У него была машинка для колки. Колю. Он ходит по комнате, пройдет мимо и погладит меня по голове. Входит временно гостившая там очень милая матушка.
— Матушка, что делает Н. А.?
Матушка с улыбкой:
— Исполняет послушание.
— Наденька, матушке даже издали видно, что ты исполняешь послушание.
Я вскакиваю.
— Если так, не буду колоть!
Он молча берет сахар и начинает колоть сам. Руки распухшие, он морщится. И я взяла от него и стала колоть. А потом простил меня мой старец.
Бывал нежен, как с малым ребенком, но за то, что в день исповеди до повечерия я проболтала с подругами (о чем ни я, ни они ему не докладывали), послал меня в 9 часов вечера дойти две версты от Оптиной до деревни Стенино и обратно по мелколесью, где волки бродили стаями, а был голодный год.
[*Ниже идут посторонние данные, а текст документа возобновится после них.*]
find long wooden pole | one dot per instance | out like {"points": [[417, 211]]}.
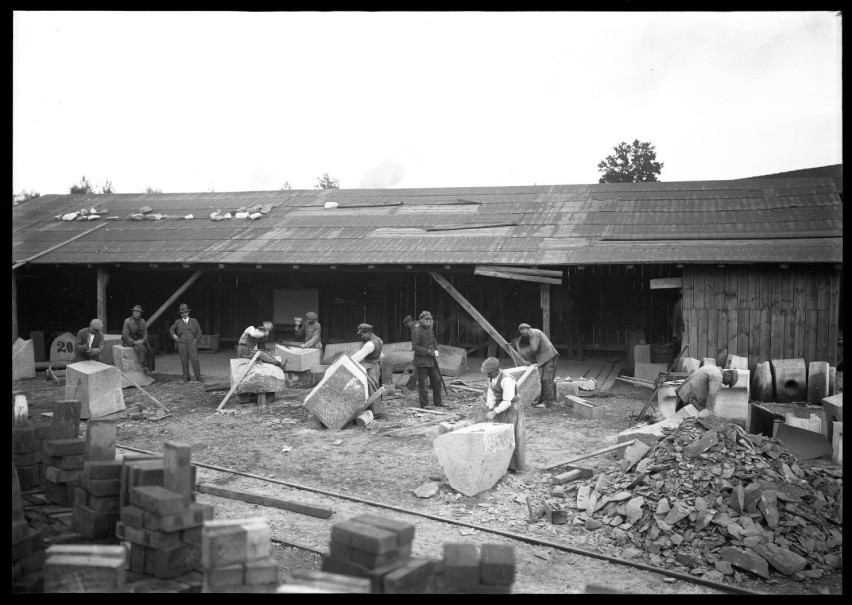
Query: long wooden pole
{"points": [[516, 358], [237, 383], [174, 297], [52, 248]]}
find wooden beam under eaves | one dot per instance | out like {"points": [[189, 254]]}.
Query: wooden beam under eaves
{"points": [[517, 276]]}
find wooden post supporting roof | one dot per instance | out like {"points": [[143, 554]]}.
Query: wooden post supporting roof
{"points": [[478, 317], [174, 297]]}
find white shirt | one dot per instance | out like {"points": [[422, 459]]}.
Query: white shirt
{"points": [[508, 385]]}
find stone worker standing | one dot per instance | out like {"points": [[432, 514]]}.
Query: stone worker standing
{"points": [[186, 332]]}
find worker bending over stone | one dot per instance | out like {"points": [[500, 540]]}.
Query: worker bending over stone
{"points": [[311, 331], [89, 341], [701, 387], [545, 356], [370, 356], [504, 406], [247, 346]]}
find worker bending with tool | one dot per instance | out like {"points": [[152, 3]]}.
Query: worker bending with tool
{"points": [[504, 405], [701, 387]]}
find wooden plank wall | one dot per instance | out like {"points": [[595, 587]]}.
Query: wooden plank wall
{"points": [[761, 312]]}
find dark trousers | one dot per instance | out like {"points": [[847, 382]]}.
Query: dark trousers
{"points": [[434, 377], [189, 353]]}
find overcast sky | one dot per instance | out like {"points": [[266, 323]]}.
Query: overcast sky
{"points": [[230, 101]]}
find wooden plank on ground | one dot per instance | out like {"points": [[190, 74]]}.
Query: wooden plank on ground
{"points": [[252, 498]]}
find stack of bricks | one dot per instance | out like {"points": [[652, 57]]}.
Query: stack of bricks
{"points": [[160, 523], [63, 454], [27, 546], [85, 568], [96, 501], [237, 557], [379, 549], [465, 571]]}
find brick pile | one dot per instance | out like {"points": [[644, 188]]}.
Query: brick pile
{"points": [[236, 556], [468, 570], [159, 522], [96, 501], [27, 546], [711, 500]]}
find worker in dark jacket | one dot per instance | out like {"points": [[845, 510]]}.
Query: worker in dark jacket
{"points": [[185, 332], [425, 348], [134, 333], [90, 341], [545, 356]]}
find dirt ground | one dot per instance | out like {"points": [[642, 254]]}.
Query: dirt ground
{"points": [[282, 441]]}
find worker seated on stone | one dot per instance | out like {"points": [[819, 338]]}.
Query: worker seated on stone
{"points": [[247, 347], [311, 331], [503, 404], [701, 387]]}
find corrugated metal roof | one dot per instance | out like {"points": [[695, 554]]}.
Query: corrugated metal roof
{"points": [[788, 220]]}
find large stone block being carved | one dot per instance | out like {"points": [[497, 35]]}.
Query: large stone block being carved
{"points": [[124, 358], [298, 359], [96, 385], [262, 377], [475, 457], [529, 383], [23, 359], [341, 394]]}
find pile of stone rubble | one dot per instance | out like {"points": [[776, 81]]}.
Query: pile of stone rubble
{"points": [[712, 500]]}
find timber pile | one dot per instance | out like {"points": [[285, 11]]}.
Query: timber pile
{"points": [[710, 498]]}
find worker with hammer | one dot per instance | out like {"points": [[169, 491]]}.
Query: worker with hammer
{"points": [[247, 346], [545, 356], [701, 388], [504, 405]]}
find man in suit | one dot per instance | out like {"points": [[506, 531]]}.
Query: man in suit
{"points": [[134, 333], [426, 361], [186, 332], [90, 341]]}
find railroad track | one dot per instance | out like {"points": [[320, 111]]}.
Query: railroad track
{"points": [[508, 534]]}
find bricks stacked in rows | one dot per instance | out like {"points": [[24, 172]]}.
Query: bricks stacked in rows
{"points": [[377, 548], [159, 520], [63, 453], [96, 501], [466, 571], [27, 546], [236, 556]]}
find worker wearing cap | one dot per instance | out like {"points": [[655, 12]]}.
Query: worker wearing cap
{"points": [[425, 348], [134, 333], [504, 405], [89, 341], [701, 388], [546, 357], [370, 356], [247, 346], [310, 331]]}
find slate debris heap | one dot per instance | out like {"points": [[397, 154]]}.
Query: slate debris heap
{"points": [[711, 498]]}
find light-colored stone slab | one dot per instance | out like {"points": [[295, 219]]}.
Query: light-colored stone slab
{"points": [[23, 359], [474, 458], [124, 358], [529, 382], [62, 347], [649, 434], [818, 376], [761, 384], [732, 402], [789, 378], [96, 385], [262, 378], [298, 359], [341, 394]]}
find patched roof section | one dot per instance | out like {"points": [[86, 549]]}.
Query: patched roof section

Взбунтовавшись (уж не помню почему), я писала стихи, которые начинались так:
Я чужая в этом белом стане,
Белом стане башен и церквей.
За ворота бурный ветер манит.
Вьюжный запевает соловей...
И кончились так:
Помню все, что недоступно этим, В мантиях, спокойным и седым!
Так как батюшке я читала все, что пишу, то и это прочла и спросила несколько провокационно: «Благословите печатать?» — ибо без благословенья не смела не только выйти за ограду монастыря, но даже помочь материально кому-нибудь или приютить у себя переночевать, или прочесть книгу.
Он спокойно ответил:
— Печатай! Творчество надо брать в целом. У Мильтона есть вещи страшные и, можно сказать, ужасные, а все вместе хорошо!
Он изумительно говорил об искусстве: «В мире есть светы и звуки. Художник, писатель кладет их на холст или бумагу и этим убивает. Свет превращается в цвет, звук в надписание, в буквы. Картины, книги, ноты — гробницы света и звука, гробницы смысла. Но приходит зритель, читатель — и воскрешает погребенное. Так завершается круг искусства.
Но так с малым искусством. А есть Великое, есть слово, которое живит и умерщвляет, псалмы Давида, например, но к этому искусству один путь — путь подвига».
Батюшка любил говорить: «Есть многое на свете, друг Гораций, что и не снилось нашим мудрецам»[179]
.«Я мравей и потому вижу каждую ямку и выбоинку на земле, а братия очень высока — до облака подымаются».
«Духовный путь — это канат, протянутый в 30 футах от земли. Пройдешь по нему — все рукоплещут, а упадешь — стыд-то какой!»
«Глаза даны человеку, чтобы он смотрел ими прямо».
«Прежде чем писать, обмакни перо семь раз в чернильницу».
«Нельзя требовать от мухи, чтобы она делала дело пчелы».
«Ко мне однажды пришли юноши с преподавателем своим и просили сказать им что-нибудь о научности. Я им и сказал: “Юноши, надо, чтобы нравственность ваша не мешала научности, а научность — нравственности”».
«Бог не только дозволяет, но и требует от человека, чтобы тот возрастал в познании. Господь изображается иногда в окружении в знак того, что окружение Божие разрешено изучать, а иногда в треугольнике, чтобы показать, что острия треугольника поражают дерзновенного, неблагоговейно касающегося непостижимых Таин Божиих».
«Работай! — в работе незаметно пройдут годы».